70 ans après sa création, que peut encore nous apprendre la Cité Radieuse?

© Dom Dada sur Flickr
12 Mai 2022 | Lecture 3 min

Véritable modèle utopique urbain et architectural, la Cité Radieuse du Corbusier fête en 2022 ses 70 ans. Conçue comme une ville à part entière, avec une rue commerçante, une école et une piscine sur le toit, l’une des œuvres majeures d’un des architectes les plus connus continue jours après jours d’intriguer, d’émerveiller et d’inspirer. Son anniversaire est l’occasion de questionner son modèle mais aussi sa transformation au fur et à mesure de sa vie. Son utopie résonne-t-elle avec nos modes de vie actuels ?Dans le 8ème arrondissement de la Cité phocéenne, un élément architectural insolite est devenu un incontournable de la ville. Attirant chaque année plus de 60 000 visiteurs, la Cité Radieuse représente pour un bon nombre d’amoureux de l’architecture un espace de vie unique, avec lequel Le Corbusier, son architecte, a transformé au milieu du XXème siècle les codes classiques de l’habitat. Avec ses 137 mètres de long et ses 56 mètres de long, ses couleurs pop et son architecture moderniste sur pilotis, la Cité Radieuse fait aujourd’hui pleinement partie du paysage de la ville et 70 ans après sa construction continue de faire rêver visiteurs, curieux et habitants.

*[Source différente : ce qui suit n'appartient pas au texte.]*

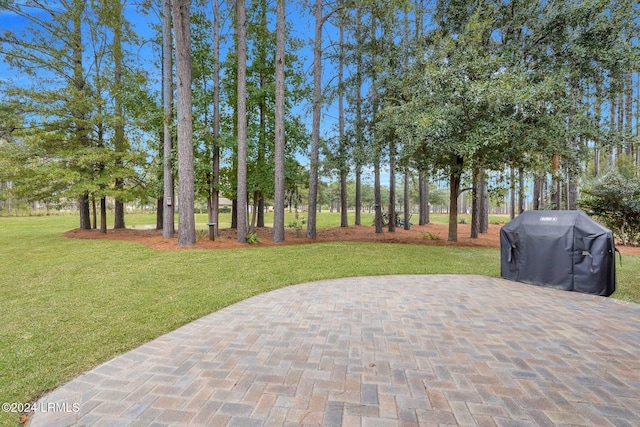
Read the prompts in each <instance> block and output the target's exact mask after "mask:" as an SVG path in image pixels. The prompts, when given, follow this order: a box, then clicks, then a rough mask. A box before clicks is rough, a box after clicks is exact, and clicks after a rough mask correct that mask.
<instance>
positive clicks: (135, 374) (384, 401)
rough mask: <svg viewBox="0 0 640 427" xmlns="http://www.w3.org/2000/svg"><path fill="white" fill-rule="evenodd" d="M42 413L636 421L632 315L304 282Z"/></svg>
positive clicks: (586, 308)
mask: <svg viewBox="0 0 640 427" xmlns="http://www.w3.org/2000/svg"><path fill="white" fill-rule="evenodd" d="M37 406H38V408H39V410H38V411H37V412H36V413H34V414H32V417H31V419H30V425H31V426H66V425H101V426H102V425H113V426H125V425H139V426H147V425H156V426H161V425H204V426H225V425H228V426H300V425H325V426H340V425H342V426H362V427H370V426H376V427H378V426H380V427H382V426H385V427H386V426H418V425H420V426H431V425H434V426H435V425H462V426H474V425H479V426H493V425H498V426H527V425H580V426H582V425H596V426H608V425H615V426H633V425H635V426H639V425H640V306H639V305H636V304H627V303H622V302H619V301H616V300H613V299H606V298H600V297H593V296H589V295H584V294H575V293H570V292H563V291H558V290H553V289H546V288H540V287H535V286H529V285H525V284H520V283H514V282H508V281H505V280H502V279H495V278H487V277H480V276H450V275H434V276H386V277H361V278H349V279H340V280H330V281H322V282H314V283H307V284H303V285H298V286H291V287H288V288H284V289H280V290H277V291H274V292H270V293H268V294H264V295H259V296H256V297H253V298H250V299H248V300H246V301H243V302H240V303H238V304H235V305H233V306H231V307H228V308H225V309H223V310H221V311H219V312H216V313H213V314H211V315H208V316H206V317H204V318H202V319H199V320H197V321H195V322H193V323H191V324H189V325H186V326H184V327H182V328H180V329H178V330H176V331H174V332H171V333H169V334H167V335H165V336H162V337H160V338H158V339H156V340H154V341H152V342H149V343H147V344H145V345H143V346H141V347H139V348H137V349H135V350H133V351H130V352H128V353H126V354H123V355H122V356H119V357H117V358H115V359H113V360H111V361H109V362H107V363H105V364H103V365H101V366H98V367H96V368H95V369H93V370H92V371H90V372H87V373H86V374H83V375H81V376H80V377H78V378H76V379H74V380H73V381H71V382H70V383H68V384H66V385H64V386H62V387H60V388H58V389H57V390H54V391H53V392H51V393H50V394H48V395H46V396H45V397H43V398H42V399H41V400H40V401H39V402H38V405H37Z"/></svg>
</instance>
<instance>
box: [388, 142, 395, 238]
mask: <svg viewBox="0 0 640 427" xmlns="http://www.w3.org/2000/svg"><path fill="white" fill-rule="evenodd" d="M396 220H397V218H396V140H395V135H393V136H392V137H391V138H390V140H389V232H391V233H394V232H395V231H396Z"/></svg>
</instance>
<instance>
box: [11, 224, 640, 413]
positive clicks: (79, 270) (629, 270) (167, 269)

De la « maison du fada » à une référence architecturale contemporaine

De nombreuses villes françaises ont souffert des bombardements de la Seconde Guerre mondiale. La pénurie de logements, notamment sociaux, pousse le gouvernement de l’époque, sous la tutelle du Ministre de la reconstruction Eugène Claudius Petit, à reconstruire de nombreux nouveaux quartiers. Une occasion de repenser le logement et d’améliorer ainsi les conditions de vie de millions de français.

À Marseille, deux gros projets rythment la ville. D’un côté, la reconstruction du vieux-port sous les ordres des architectes modernistes André Lecompte, Auguste Perret, Fernand Pouillon, André Devineau, promet d’améliorer la qualité de vie en centre-ville. D’un autre côté, le ministère commande la construction d’un ensemble immobilier permettant de loger un millier de personnes en bordure sud de la ville. C’est à l’architecte du moment, Le Corbusier, qu’est confié le projet. Il y voit l’opportunité de réinventer l’ensemble de logements sous forme d’une Unité d’Habitation, aux dimensions basées sur le modulor et aux ambitions uniques, reprenant les codes d’une cité jardin verticale et s’opposant aux principes du pavillonnaire.

Cinq ans après le début des travaux, la Cité Radieuse est inaugurée en 1952. Avec ses dimensions uniques et son architecture paquebot de béton, elle fait l’objet de nombreuses critiques et est surnommée pendant longtemps la « maison du fada ». Les 337 appartements sont destinés à accueillir les familles de fonctionnaires d’État et la vie de l’Unité d’Habitation commence rapidement.

En 70 ans, son architecture n’a que peu été modifiée. Le bâtiment est classé monument historique en  1986, protégeant ainsi son apparence. Il intègre en 2016 le cercle restreint des monuments inscrits au Patrimoine mondial de l’humanité de l’Unesco. Deux distinctions qui renforcent son attractivité à la fois pour les visiteurs mais aussi pour les habitants de la Cité Radieuse. Ils sont aujourd’hui environ 1 000, mais leurs profils ont peu à peu évolué, suivant les logiques de marchés immobiliers. Les appartements disponibles au sein de l’Unité d’Habitation sont de plus en plus rares et se vendent de plus en plus cher, surtout s’ils se rapprochent des aménagements d’origines.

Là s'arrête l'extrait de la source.